None of the emails actually showed that the DNC took any material action to “rig” the primary, although predictably they showed some members of the party establishment grumbling about Sanders. But the underlying facts didn’t — and still don’t, in many cases — matter to some of Sanders’ supporters.
The efforts to divide Democrats by insinuating that there were machinations against Sanders, and those machinations prevented him from securing the nomination were ultimately successful, demobilizing voters, driving up Hillary Clinton’s disapproval ratings, and allowing Trump to grind out an Electoral College victory.
The claims that Pelosi is using Trump’s impeachment to damage the Sanders campaign are equally baseless.
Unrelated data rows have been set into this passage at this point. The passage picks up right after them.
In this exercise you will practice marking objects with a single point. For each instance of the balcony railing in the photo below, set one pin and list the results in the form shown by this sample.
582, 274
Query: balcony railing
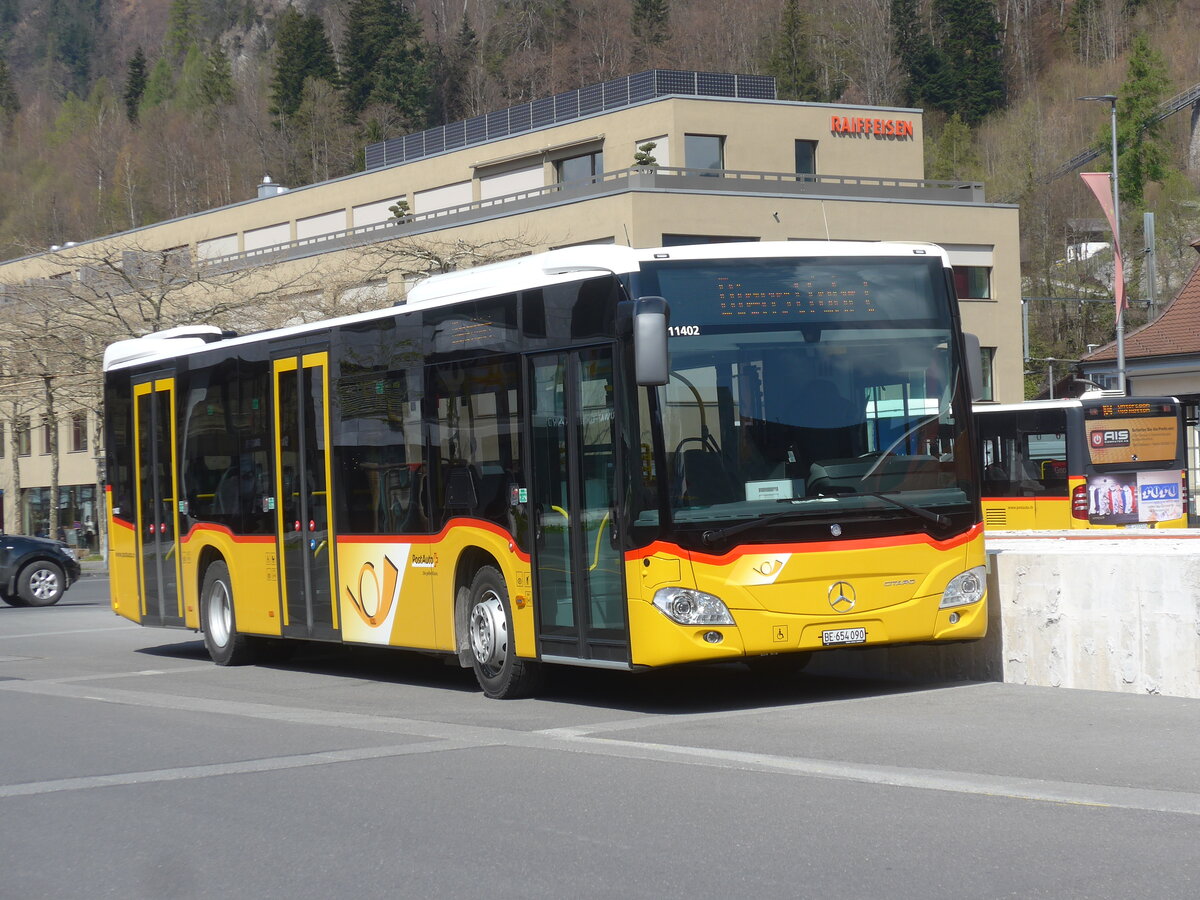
654, 179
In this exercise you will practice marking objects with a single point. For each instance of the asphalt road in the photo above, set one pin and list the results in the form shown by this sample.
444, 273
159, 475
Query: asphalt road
132, 767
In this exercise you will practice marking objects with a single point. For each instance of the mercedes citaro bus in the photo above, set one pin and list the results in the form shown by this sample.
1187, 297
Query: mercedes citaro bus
594, 456
1102, 461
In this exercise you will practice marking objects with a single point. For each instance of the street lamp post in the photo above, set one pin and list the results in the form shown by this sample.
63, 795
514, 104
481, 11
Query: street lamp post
1111, 100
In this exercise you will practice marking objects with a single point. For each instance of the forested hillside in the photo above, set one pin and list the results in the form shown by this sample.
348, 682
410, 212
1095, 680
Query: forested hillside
118, 113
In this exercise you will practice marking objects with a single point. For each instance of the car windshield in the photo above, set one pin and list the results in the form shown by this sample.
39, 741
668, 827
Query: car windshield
820, 384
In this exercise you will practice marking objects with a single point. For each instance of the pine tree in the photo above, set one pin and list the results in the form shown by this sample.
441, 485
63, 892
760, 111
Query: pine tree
971, 81
216, 83
135, 84
10, 103
790, 59
301, 51
384, 60
183, 29
1140, 144
953, 155
454, 66
160, 85
919, 60
651, 22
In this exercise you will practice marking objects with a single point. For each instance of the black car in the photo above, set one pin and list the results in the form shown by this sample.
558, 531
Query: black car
35, 571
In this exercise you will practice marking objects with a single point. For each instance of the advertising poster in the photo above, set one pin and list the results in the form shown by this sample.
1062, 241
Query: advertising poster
1113, 499
1159, 496
1133, 498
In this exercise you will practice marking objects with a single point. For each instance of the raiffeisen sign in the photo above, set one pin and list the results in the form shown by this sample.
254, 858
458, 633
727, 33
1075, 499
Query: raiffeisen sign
880, 127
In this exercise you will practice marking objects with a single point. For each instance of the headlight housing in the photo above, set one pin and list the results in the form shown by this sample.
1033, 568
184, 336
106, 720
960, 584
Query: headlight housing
693, 607
965, 588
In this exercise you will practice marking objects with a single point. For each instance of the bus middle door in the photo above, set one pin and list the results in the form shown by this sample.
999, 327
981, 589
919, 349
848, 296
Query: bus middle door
156, 519
304, 511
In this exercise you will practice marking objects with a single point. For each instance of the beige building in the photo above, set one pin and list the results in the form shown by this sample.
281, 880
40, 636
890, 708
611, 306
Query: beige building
727, 162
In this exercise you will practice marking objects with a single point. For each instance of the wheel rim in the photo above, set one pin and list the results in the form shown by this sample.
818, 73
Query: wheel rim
43, 583
489, 631
220, 613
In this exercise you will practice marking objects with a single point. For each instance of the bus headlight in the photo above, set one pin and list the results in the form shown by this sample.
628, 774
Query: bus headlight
965, 588
693, 607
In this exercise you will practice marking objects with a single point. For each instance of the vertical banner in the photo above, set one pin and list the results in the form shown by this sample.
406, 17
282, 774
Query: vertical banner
1101, 183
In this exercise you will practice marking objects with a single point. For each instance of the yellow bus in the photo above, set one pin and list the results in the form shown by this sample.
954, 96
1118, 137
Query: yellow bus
594, 456
1097, 462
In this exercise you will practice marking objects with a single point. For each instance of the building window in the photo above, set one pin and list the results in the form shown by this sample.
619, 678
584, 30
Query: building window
989, 363
972, 282
581, 168
78, 432
683, 240
805, 157
703, 151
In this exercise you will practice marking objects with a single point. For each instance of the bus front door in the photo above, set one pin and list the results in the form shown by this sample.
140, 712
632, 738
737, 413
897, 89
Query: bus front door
156, 519
303, 508
579, 581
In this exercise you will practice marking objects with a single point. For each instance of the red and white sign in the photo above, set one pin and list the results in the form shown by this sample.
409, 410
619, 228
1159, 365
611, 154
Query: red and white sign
880, 127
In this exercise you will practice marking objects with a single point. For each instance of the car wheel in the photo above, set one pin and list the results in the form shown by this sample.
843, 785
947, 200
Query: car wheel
41, 583
498, 670
221, 637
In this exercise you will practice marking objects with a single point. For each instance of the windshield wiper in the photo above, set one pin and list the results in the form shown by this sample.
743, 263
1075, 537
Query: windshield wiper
713, 537
718, 534
935, 517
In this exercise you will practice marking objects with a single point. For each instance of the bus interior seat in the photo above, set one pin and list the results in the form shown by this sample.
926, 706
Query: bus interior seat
461, 483
415, 520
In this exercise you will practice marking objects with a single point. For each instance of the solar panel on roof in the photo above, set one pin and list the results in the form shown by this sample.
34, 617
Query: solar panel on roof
567, 107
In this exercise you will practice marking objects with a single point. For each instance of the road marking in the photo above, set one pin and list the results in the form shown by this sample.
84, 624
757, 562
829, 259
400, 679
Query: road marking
70, 631
447, 736
186, 773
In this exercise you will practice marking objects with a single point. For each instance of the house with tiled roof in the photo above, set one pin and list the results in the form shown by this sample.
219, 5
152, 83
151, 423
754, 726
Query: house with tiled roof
1162, 358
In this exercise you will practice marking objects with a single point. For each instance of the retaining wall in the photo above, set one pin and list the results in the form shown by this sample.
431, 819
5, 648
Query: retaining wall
1071, 610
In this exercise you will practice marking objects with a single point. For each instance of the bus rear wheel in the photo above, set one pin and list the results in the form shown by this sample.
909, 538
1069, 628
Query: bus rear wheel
499, 672
221, 637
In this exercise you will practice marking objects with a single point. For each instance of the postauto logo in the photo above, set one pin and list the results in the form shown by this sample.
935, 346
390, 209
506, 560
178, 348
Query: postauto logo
1103, 438
1159, 492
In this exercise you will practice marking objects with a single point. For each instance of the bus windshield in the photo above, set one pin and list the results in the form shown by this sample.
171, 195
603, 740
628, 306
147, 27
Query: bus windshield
811, 387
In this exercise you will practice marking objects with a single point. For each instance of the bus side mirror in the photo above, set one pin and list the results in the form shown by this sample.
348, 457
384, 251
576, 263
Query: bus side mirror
652, 315
975, 364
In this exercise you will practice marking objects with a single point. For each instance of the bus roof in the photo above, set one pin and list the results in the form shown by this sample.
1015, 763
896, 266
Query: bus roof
1067, 403
552, 267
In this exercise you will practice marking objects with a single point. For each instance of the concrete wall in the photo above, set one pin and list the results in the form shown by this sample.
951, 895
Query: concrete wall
1099, 613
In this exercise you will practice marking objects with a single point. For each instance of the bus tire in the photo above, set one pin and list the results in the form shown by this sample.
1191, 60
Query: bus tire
221, 637
499, 672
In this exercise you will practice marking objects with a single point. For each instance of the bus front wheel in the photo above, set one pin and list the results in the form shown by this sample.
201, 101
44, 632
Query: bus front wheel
221, 637
498, 670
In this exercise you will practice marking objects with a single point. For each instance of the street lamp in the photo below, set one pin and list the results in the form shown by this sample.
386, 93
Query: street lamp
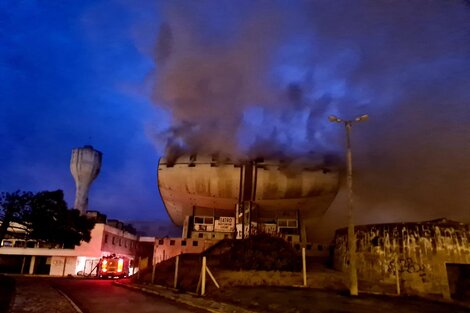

Pelosi was notably reluctant about pursuing impeachment for much of the last few years, doing so only after a whistleblower revealed Trump’s attempt to extort Ukraine into opening a public investigation of Biden, who Trump seemed to think would be his most likely election opponent. That made support for impeachment among Democrats overwhelming.
Her delay in sending articles of impeachment was motivated not by concerns about senators campaigning in New Hampshire, but by wanting to use what leverage she had to ensure that the charges would not be immediately dismissed by Senate Majority Leader Mitch McConnell, who had emphasized he was cooperating with the White House, not his Democratic colleagues, in the impeachment trial proceedings.
One easy way to figure out that Pelosi’s impeachment moves aren’t about primary rigging is to remember that Sanders isn’t the only candidate being affected. If anyone’s campaign is being most damaged it’s not that of Sanders, who has near-universal name recognition and a large, highly motivated core of supporters already. It’s the campaign of Amy Klobuchar, the Minnesota senator who doesn’t have the dedicated supporters of Sanders or, to a lesser extent, Warren of Massachusetts, and whose only chance of gaining traction in the primary is an unexpectedly strong showing in Iowa.
If Pelosi was really hellbent on denying Sanders the nomination, kneecapping one of his few non-Biden moderate rivals left standing would be a funny way to do it, especially since elected Democratic officials have never warmed to Buttigieg’s candidacy.
Still, there’s no reason for McCarthy to let the facts get in his way here. Divide-and-conquer worked for Trump once, and there’s no reason not to go back to the same playbook in 2020. Democrats should not even debate whether Biden should suspend his campaign to make things more fair for Sanders, but dismiss his suggestion as solely a bad faith tactic designed to help Trump by reprising the propaganda that worked so well in 2016.